Kurikulum berbasis luas
Program Penguatan Pendidikan Karakter (PPK) diselenggarakan berdasarkan Keputusan Presiden Nomor 87 Tahun 2017 tentang Penguatan Pendidikan Karakter. Pelaksanaannya menggunakan pendekatan kurikulum berbasis luas (broad-based curriculum).
Pendekatan ini memprasyaratkan adanya ekosistem pendidikan yang baik, yaitu integrasi dan sinergi tiga lingkungan belajar, yakni keluarga, sekolah, dan masyarakat. Upaya integrasi dan sinergi itu pula yang menjadi salah satu alasan penerapan sistem zonasi pendidikan.

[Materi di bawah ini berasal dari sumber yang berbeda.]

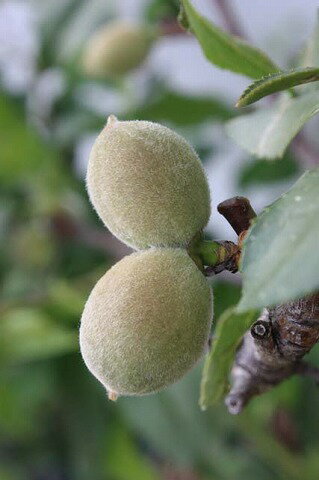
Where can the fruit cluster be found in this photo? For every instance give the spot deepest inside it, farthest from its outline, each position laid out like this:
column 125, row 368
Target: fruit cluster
column 147, row 320
column 116, row 49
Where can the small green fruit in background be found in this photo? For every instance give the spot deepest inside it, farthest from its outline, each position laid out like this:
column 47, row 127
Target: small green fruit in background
column 116, row 49
column 147, row 184
column 146, row 322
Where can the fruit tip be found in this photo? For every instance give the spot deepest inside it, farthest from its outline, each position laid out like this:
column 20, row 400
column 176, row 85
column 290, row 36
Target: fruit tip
column 112, row 119
column 112, row 396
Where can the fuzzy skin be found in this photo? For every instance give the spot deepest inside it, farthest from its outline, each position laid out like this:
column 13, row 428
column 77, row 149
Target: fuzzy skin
column 146, row 322
column 116, row 49
column 147, row 184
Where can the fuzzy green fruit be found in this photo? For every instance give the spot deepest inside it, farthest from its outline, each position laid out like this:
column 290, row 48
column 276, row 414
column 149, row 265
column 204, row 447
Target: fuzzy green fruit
column 116, row 49
column 146, row 322
column 147, row 184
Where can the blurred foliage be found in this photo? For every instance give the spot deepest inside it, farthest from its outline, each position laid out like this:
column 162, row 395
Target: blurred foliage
column 55, row 420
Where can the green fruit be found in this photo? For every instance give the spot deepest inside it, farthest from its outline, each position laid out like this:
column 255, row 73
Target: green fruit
column 147, row 184
column 146, row 322
column 116, row 49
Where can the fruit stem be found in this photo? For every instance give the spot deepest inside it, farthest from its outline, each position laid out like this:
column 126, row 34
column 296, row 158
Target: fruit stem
column 216, row 256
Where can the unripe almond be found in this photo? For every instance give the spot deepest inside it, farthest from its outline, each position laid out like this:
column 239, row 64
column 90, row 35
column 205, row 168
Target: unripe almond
column 147, row 184
column 146, row 322
column 116, row 49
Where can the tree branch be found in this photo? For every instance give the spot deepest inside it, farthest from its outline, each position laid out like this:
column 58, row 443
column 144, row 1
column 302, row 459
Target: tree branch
column 271, row 351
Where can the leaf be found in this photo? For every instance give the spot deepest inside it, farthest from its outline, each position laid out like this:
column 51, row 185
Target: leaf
column 310, row 57
column 21, row 149
column 136, row 465
column 28, row 334
column 267, row 133
column 280, row 260
column 262, row 172
column 277, row 82
column 182, row 110
column 229, row 330
column 227, row 51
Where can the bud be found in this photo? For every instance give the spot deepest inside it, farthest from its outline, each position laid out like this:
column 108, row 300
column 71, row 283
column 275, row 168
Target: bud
column 147, row 184
column 146, row 322
column 116, row 49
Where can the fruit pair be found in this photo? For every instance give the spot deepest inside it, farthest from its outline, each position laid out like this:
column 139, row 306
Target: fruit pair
column 148, row 318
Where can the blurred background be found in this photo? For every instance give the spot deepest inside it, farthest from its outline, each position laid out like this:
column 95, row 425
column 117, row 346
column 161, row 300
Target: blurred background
column 55, row 420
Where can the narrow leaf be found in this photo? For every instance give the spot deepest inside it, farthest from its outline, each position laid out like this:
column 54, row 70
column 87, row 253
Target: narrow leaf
column 277, row 82
column 280, row 260
column 181, row 109
column 230, row 328
column 267, row 133
column 227, row 51
column 310, row 57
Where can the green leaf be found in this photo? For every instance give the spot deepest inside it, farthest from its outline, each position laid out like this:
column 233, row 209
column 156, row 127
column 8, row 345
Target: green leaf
column 136, row 465
column 21, row 149
column 267, row 133
column 182, row 110
column 229, row 330
column 28, row 334
column 262, row 172
column 277, row 82
column 227, row 51
column 310, row 57
column 280, row 260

Manakala suatu sekolah sebagian besar siswanya berasal dari lingkungan sekitar, para orangtua siswa, warga masyarakat, dan para guru akan ikut merasa memiliki tanggung jawab atas eksistensi sekolah.
Ekosistem pendidikan yang sehat pun dapat tercipta. Begitu juga tata kelola pendidikan school-based management dapat terwujud, yaitu sekolah sebagai pusat perencanaan, pemantauan, dan pengendalian kegiatan belajar siswa, baik tatkala mereka berada di sekolah maupun di luar sekolah.
Pendekatan kurikulum berbasis luas dimaksudkan memberikan pengalaman belajar kepada para siswa untuk memperkaya wawasan, membekali mereka dengan berbagai keterampilan hidup, dan merangsang tumbuhnya ”mimpi besar”, yakni semangat bercita-cita. Untuk itu, perlu tersedia banyak macam sumber belajar.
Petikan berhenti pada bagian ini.